Keijo’s guitar, blues-informed at nearly every turn, is at the center of all these pieces. On “Dog’s Dream” and “Never Been There,” Keijo spins melancholy themes. Both pieces could, with a little more work, end up as full-fledged songs, so strong is their underlying structure. On the acoustic “Cup of Juice” and its electric cousin “Under the Stars,” Keijo also shows how the blues form can induce almost meditative states.

A piece like “Jump” ties the album’s two themes together. It’s a cosmic-fried version of Chicago Blues. The rhythmic strut and moaning guitar is familiar, but with a big buzzing synth-line standing in for bass guitar, it feels odd.

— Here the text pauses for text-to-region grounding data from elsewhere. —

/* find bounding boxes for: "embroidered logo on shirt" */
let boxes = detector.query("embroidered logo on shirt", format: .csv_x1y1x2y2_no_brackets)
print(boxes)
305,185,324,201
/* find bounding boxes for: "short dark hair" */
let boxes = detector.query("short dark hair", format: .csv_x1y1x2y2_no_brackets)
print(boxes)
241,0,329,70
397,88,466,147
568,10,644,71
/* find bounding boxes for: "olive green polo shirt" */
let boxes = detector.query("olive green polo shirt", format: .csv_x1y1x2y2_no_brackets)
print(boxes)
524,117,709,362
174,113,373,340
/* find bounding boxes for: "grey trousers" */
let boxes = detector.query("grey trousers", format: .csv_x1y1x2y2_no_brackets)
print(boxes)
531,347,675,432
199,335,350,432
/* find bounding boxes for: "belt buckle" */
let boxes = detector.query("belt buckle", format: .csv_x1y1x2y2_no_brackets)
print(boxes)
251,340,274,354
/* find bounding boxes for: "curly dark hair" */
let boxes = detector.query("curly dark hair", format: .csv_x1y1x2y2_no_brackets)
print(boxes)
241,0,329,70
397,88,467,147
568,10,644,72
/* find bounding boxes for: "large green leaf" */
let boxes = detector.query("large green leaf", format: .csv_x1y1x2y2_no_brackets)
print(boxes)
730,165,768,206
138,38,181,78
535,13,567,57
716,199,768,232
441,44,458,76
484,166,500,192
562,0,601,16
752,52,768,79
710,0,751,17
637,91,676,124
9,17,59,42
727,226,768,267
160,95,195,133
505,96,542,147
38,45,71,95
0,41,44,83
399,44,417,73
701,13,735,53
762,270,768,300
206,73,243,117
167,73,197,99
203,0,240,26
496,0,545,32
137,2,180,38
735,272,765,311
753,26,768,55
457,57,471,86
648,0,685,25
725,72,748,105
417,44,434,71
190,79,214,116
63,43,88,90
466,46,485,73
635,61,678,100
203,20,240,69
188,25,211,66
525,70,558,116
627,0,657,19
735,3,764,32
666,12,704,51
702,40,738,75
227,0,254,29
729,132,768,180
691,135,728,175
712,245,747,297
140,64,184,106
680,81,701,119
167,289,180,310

When combined with Keijo’s unstable shuffle on the drums, an otherworldly aura is evoked.

Whose Dream We Live In? succeeds because Keijo doesn’t try to push the material in any specific direction. He sits in grooves and riffs until they become well worn-in. But he also adds sly twists, like the dog lapping water on “For What to Wait,” or the accordion pulse on “When We’ll Meet.”

It’s refreshing to hear the restraint, insistence, and simplicity that permeate these jams. When Keijo loosens the reins, like on the clattering, dissonant title track, the effect is more startling than any high-volume freak-out. This music insinuates rather than blows your ears out, the product of one man listening to himself and then following what arises.